The country’s Ministry of Telecommunications & Information Society (Mintel) has targeted what are described as underserved parishes. There are some 369 such parishes in total, for which Mintel has announced several measures intended to improve internet access.
Among the resolutions Mintel has announced are plans to temporarily allocate mobile spectrum to "improve service capacity and quality". This follows a 40 percent increase in data traffic since the start of the health crisis. The temporary spectrum will be available for a year.

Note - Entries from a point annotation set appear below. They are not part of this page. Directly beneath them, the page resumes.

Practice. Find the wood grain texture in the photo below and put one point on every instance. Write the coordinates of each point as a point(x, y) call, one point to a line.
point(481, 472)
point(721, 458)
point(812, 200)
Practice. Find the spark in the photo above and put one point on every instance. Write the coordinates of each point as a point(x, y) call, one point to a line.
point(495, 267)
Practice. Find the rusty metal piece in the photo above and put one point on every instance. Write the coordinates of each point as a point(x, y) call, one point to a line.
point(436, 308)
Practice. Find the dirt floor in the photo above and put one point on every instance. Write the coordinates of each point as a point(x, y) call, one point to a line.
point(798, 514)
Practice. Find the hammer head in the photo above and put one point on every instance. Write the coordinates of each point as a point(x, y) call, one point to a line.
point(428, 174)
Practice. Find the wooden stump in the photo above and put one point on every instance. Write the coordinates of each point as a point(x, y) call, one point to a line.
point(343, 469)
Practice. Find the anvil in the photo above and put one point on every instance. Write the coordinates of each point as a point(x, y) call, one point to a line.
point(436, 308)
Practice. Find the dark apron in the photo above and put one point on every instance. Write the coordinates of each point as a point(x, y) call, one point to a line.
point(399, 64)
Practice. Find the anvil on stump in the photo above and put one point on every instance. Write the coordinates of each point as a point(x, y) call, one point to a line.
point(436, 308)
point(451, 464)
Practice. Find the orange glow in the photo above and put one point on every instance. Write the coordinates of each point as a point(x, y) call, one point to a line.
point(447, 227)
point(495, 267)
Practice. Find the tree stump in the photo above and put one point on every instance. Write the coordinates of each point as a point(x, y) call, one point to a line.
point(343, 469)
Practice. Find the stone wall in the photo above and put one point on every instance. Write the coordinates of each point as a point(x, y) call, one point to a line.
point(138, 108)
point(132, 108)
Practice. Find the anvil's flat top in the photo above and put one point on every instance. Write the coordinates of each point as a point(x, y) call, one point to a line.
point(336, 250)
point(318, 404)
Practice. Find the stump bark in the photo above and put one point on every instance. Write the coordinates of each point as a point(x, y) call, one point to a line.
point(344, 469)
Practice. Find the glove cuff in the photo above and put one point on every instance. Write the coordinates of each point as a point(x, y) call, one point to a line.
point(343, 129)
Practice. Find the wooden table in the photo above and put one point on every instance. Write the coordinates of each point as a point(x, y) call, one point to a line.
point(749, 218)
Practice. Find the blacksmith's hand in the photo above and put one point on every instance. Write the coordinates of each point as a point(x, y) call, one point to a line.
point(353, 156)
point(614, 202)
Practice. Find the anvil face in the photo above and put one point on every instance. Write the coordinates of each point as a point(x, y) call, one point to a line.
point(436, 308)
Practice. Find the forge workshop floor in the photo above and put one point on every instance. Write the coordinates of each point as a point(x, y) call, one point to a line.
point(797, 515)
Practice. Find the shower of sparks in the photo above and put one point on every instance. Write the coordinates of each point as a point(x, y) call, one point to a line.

The country's telecommunications regulator ARCOTEL will be tasked with ensuring that operators accessing these additional frequencies do actually improve service coverage.
But these are not the only measures in place or planned. Other measures include simplifying procedures for granting licences to small ISPs, implementing cheaper tariffs, enabling the installation of shared infrastructure on government property, and steps to facilitate the importation and approval of telecoms equipment.
An interesting further measure will be the provision of additional free Wi-Fi hotspots powered by the networks of universities, government offices and other public sector institutions.
This impressive Ecuadorian response to the ongoing capacity crunch is not the only one on which we have reported recently. In South Africa MTN Group, Vodacom, Telkom, Liquid Telecom and Rain Networks have all been granted temporary additional spectrum. Zimbabwe has also announced plans to free up spectrum for emergency use. The Ghanaian telecommunications regulator, the National Communications Authority (NCA,) has temporarily granted Vodafone and MTN Ghana additional spectrum. And Peru’s National Fibre Optic Backbone will be used to carry data traffic from public institutions to relieve congestion on other networks.